In the midst of difficulty or boredom, I have to remember God is in control. God promises to work all things “for the good of those who love him” (Romans 8:28). As a Christian, I love God (or at least, I’m starting to). Therefore, God’s working this circumstance for my good. I’m supposed to be right here, right now, and God is working, right here, right now. There’s immense peace to be found in that promise. My circumstances aren’t all wrong. He’s making them right. God’s got me.
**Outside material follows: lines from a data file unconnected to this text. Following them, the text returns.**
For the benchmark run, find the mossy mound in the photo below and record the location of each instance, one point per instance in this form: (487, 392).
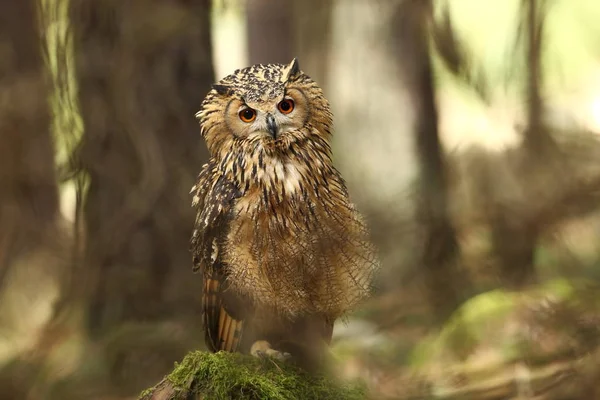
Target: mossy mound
(235, 376)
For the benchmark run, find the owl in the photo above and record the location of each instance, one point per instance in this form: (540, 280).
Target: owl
(283, 251)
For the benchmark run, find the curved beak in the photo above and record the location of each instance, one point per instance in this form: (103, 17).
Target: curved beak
(272, 126)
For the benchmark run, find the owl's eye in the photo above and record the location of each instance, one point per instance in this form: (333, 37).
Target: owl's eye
(247, 115)
(286, 106)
One of the best things for me to remember when I’m struggling with discontentment is that God’s primary concern isn’t to make life easy for me. God loves me. He proved it by sending his Son to die for me. And, because he loves me, Scripture tells me he’s doing a good work in me. God’s primary goal for me isn’t to make me comfy and cozy, it’s to make me into what he made me to be: a child of God in Christ’s likeness. Scripture tells us God also builds our character and our endurance into the likeness of Jesus through suffering (Romans 5:3-4) When I’m facing difficulty, I can find hope in the fact that God can work through this very struggle to make me more like Jesus. And who doesn’t want to be like Jesus? He is literally the best person ever. As painful as the process may be, if I get to be like Jesus at the end of it, it’s going to be worth it. So, so worth it. In that, I can rejoice.
These are truths. Truths that are hard to reflect on when you’re already tired and Satan says to just sit in your sadness. This all takes work and prayer, and sometimes it might feel like it doesn’t make a difference. Sometimes our feelings don’t listen to what our mind knows is true. This struggle doesn’t have a quick fix. But God is with us. He is bigger. Bigger than all of it. Even when it feels like He is far away, and even when my emotions make it feel like they are bigger than He is. That’s a lie. He is bigger, He is working, and He is faithful. Forever and ever.
Carlita also offers us a prayer:
Lord God, thank you that you’re in control, right here and right now. Thank you that I can trust you with all the struggles I’m facing. Thank you for your promises, your blessings, your peace, and the work that you’re doing in me. Help me to remember these truths, Lord, even when my flesh cries out that things aren’t right, and that I deserve ease, comfort, and fun. Help me to remember that I naturally pursue death, but that you’ve given me life in Christ. In this knowledge, help me to rejoice. You deserve my praise. Amen.